Prokuratura przedstawiła Pawłowi W., byłemu wiceszefowi Agencji Wywiadu za rządów PO-PSL, zarzuty doprowadzenia małoletniego do innych czynności seksualnych i obcowania płciowego z użyciem przemocy i przy nadużyciu zaufania. Grozi mu do 15 lat więzienia. Mężczyzna nie przyznaje się do winy.

Portal tvp.info informował, że w ub. tygodniu policja zatrzymała byłego wiceszefa Agencji Wywiadu Pawła T. Zarzuca się mu dokonanie czynów o charakterze pedofilskim. Horror dziecka, które miał wykorzystywać, trwał dwa lata.
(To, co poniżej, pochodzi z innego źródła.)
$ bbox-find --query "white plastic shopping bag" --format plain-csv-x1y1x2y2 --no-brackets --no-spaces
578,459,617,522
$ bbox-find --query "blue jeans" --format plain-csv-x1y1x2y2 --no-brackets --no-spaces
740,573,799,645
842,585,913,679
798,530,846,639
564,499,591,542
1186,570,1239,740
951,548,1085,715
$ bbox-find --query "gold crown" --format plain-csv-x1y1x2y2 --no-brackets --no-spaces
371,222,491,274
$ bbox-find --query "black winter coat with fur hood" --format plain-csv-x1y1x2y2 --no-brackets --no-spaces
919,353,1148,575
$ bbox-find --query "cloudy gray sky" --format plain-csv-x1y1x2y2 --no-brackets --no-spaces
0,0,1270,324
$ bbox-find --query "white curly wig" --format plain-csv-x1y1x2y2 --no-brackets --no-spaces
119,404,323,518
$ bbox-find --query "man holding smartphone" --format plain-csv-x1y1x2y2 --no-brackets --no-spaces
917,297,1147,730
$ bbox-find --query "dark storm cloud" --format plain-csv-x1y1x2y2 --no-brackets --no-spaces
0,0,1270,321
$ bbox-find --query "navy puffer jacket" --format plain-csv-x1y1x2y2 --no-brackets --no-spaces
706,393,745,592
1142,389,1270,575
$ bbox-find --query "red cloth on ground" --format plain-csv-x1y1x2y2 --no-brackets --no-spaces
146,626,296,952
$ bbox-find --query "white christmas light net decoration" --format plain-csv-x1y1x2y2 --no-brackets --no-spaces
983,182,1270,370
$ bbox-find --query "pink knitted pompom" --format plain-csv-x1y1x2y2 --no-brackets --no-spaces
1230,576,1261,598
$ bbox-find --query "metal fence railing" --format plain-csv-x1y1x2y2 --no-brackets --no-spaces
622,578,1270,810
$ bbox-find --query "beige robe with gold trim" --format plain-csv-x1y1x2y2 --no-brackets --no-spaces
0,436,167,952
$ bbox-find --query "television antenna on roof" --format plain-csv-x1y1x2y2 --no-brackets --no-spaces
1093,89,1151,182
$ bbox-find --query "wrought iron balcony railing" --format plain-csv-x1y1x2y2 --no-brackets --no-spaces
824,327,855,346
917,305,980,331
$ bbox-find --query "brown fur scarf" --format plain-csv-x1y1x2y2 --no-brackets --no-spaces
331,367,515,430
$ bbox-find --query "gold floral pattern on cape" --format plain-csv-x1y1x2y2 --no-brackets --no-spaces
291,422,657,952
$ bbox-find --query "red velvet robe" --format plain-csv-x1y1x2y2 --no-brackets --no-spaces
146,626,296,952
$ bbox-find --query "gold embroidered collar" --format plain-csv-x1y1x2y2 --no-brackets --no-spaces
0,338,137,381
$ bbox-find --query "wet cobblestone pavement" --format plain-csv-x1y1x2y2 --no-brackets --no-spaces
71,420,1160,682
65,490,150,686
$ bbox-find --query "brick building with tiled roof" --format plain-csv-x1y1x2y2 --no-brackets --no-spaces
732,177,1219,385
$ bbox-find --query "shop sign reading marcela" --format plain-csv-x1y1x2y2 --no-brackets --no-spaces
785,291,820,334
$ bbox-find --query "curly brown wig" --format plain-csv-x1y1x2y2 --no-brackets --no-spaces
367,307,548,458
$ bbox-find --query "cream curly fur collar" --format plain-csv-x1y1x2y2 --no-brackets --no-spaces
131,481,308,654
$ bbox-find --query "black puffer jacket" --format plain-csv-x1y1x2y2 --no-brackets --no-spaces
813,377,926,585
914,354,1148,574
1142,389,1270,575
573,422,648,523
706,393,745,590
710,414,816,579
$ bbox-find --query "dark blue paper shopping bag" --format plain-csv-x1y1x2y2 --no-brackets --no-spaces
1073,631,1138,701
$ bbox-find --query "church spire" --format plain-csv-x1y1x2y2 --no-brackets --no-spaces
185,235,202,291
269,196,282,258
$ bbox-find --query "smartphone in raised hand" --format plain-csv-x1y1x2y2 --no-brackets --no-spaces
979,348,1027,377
Mężczyzna został przesłuchany przez prokuraturę. Usłyszał jeden zarzut, który obejmuje szereg przestępstw, jakich miał dopuszczać się od września 2017 roku do sierpnia 2019 roku:

-„Zarzut dotyczy szeregu zachowań, które dotyczą doprowadzenia osoby małoletniej do poddania się innym czynnościom seksualnym i do obcowania płciowego przy wykorzystaniu zaufania i groźby użycia przemocy” – poinformował rzecznik Prokuratury Okręgowej w Warszawie, prokurator Mirosław Chyr.

Mężczyźnie grozi do 15 lat pozbawienia wolności. Złożył wyjaśnienia, ale nie przyznał się do zarzucanych mu czynów. Sąd zdecydował o trzymiesięcznym aresztowaniu podejrzanego.